Gleam language reaches 1.5 release

Gleam 1.5, the latest version of a statically typed language for the Erlang virtual machine and JavaScript runtimes, has been published, with productivity improvements such as upgraded compile-time error messages.

Launched September 19, Gleam 1.5 can be accessed from GitHub. With this release, compile-time error messages for inexhaustive pattern matching have been upgraded to show the unmatched values using the syntax the programmer would use in their code, respecting aliases and imports in modules. The change makes it easier to understand an error message. Missing patterns can be copied from the error directly into the source code.  

Also with Gleam 1.5, implicit todo formatting is featured.  If developers write a use expression without any more code in that block, the compiler implicitly inserts a todo expression. With this release, the Gleam code formatter will insert the todo to make it clearer what is happening.

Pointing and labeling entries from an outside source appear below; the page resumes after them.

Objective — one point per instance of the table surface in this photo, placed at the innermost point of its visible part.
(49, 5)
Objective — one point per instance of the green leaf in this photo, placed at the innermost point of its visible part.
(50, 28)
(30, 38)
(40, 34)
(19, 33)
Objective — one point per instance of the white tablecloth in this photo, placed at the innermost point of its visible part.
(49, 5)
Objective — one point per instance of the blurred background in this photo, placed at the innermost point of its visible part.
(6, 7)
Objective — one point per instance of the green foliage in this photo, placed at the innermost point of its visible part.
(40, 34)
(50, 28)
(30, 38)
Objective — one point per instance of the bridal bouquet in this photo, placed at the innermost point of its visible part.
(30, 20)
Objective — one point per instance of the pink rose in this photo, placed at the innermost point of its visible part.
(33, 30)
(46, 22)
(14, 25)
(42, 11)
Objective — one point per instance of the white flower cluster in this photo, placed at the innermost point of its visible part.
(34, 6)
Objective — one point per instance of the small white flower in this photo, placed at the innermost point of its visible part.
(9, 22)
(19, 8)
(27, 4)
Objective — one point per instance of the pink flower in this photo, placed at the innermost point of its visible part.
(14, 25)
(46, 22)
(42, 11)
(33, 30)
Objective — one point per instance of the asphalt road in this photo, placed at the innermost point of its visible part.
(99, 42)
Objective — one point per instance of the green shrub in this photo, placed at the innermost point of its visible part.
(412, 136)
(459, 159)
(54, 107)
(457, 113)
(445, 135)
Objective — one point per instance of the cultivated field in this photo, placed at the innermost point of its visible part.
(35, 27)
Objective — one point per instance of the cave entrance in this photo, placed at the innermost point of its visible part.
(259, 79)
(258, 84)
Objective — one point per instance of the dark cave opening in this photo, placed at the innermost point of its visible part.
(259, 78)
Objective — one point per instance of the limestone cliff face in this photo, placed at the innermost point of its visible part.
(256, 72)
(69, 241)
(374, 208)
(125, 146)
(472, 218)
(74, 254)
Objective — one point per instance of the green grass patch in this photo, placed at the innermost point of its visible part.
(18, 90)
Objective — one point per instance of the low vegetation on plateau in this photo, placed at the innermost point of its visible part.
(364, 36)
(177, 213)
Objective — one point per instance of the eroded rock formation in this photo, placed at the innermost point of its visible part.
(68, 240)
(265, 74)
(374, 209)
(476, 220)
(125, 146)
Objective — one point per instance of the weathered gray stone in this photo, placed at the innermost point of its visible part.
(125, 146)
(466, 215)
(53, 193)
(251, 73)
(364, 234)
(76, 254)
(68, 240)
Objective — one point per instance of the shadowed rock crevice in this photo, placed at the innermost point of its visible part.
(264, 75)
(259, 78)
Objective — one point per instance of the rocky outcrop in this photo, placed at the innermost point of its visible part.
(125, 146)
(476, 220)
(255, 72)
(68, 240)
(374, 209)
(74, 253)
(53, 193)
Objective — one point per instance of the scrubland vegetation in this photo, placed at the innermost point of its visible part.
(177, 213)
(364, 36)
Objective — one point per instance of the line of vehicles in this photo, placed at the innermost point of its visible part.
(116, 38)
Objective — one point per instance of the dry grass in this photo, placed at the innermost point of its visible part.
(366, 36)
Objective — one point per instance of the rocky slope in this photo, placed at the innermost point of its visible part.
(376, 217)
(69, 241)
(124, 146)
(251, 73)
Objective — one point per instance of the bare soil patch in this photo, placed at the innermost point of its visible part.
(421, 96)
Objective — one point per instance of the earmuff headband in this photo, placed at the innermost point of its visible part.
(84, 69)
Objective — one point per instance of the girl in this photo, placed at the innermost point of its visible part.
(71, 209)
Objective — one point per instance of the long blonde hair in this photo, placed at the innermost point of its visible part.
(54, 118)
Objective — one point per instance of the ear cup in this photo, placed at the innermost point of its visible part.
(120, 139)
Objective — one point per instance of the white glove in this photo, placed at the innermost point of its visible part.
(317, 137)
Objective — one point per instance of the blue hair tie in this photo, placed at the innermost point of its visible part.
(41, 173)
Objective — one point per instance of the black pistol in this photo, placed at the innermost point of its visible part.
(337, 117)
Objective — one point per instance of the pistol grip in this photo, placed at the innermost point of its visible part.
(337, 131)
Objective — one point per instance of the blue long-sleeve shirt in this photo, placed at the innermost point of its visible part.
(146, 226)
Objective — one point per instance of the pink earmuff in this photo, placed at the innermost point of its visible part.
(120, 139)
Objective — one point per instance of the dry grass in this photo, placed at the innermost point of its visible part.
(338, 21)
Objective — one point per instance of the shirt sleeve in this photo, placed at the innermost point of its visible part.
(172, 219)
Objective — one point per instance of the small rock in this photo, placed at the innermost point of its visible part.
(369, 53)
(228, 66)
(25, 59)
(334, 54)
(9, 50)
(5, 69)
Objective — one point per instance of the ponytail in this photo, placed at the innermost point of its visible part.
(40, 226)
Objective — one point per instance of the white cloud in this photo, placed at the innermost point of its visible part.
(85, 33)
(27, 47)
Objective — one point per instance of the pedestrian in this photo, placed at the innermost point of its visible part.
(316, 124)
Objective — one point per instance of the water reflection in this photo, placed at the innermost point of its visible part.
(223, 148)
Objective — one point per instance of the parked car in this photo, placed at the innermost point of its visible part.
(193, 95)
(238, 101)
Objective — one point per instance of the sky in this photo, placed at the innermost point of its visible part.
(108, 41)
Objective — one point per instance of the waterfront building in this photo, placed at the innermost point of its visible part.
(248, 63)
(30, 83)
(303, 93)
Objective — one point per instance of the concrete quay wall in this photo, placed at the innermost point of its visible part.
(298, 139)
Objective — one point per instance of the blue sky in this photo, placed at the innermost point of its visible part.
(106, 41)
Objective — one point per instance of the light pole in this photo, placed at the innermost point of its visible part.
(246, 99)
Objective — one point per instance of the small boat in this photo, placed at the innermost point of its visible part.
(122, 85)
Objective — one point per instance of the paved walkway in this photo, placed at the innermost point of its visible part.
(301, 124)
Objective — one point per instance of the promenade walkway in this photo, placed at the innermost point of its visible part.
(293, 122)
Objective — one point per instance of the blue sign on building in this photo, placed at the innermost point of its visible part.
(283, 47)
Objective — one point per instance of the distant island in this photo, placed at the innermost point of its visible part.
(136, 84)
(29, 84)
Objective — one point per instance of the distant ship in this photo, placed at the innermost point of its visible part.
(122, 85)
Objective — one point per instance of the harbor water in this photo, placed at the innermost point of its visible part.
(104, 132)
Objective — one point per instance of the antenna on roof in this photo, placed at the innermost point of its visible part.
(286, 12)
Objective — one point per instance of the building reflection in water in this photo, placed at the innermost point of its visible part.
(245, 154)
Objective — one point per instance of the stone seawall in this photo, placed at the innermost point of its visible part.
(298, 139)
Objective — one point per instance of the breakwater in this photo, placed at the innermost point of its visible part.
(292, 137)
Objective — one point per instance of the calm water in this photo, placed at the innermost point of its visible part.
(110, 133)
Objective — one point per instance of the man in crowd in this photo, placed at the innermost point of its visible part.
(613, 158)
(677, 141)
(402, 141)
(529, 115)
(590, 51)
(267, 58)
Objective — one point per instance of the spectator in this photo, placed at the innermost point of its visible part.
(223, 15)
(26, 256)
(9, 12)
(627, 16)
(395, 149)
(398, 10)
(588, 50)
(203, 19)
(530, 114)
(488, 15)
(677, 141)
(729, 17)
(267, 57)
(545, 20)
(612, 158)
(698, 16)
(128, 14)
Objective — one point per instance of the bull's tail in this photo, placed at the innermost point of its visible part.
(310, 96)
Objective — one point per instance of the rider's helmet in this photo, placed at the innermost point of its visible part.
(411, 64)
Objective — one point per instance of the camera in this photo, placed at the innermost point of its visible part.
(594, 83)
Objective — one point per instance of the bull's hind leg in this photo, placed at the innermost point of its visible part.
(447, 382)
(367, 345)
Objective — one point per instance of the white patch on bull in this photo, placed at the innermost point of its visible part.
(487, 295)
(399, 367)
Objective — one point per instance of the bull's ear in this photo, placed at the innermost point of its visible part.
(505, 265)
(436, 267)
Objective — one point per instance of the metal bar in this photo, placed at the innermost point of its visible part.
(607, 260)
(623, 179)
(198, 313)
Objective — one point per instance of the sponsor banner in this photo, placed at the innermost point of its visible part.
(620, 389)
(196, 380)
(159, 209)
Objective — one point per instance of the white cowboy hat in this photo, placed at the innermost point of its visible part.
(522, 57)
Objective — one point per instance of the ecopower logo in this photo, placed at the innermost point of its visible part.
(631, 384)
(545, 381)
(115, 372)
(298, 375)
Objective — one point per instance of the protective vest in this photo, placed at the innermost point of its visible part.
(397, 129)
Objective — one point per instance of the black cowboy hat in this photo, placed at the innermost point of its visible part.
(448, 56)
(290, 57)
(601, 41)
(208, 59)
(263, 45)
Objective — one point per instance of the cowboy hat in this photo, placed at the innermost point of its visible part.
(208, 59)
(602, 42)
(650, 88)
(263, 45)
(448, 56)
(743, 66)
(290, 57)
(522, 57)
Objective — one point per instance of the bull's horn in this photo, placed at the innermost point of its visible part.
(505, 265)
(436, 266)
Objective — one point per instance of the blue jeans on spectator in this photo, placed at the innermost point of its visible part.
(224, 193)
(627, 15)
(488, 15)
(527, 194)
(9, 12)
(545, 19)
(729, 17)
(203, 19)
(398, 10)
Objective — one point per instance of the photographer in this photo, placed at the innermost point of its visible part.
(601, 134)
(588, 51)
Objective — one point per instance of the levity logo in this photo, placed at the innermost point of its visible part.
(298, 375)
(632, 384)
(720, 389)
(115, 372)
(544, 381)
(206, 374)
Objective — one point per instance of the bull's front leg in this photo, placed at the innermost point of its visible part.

Version 1.5 follows the March announcement of Gleam 1.0, which then was followed by several point releases. Gleam itself is positioned as a language for building type-safe systems that scale. Elsewhere in Gleam 1.5:

  • Language server code actions are featured, including auto-completion for local variable and function arguments to the language server.
  • Silent compilation is featured, tending to a situation in which when a command such as gleam run or gleam test is run, progress information is printed. Sometimes, developers only want to see the output from tests or programs; a no-print-progress flag has been added to silence the additional output. Also, this information is now printed to the standard error rather than standard out, making it possible to redirect it elsewhere in a developer’s command line shell.
  • The build tool now skips compiling code if a dependency module is being run.
  • HTML documentation has been improved.
  • The compiler now shows a helpful error message if developers try writing an if expression instead of a case. Gleam has one single-flow construct: the pattern matching the case expression.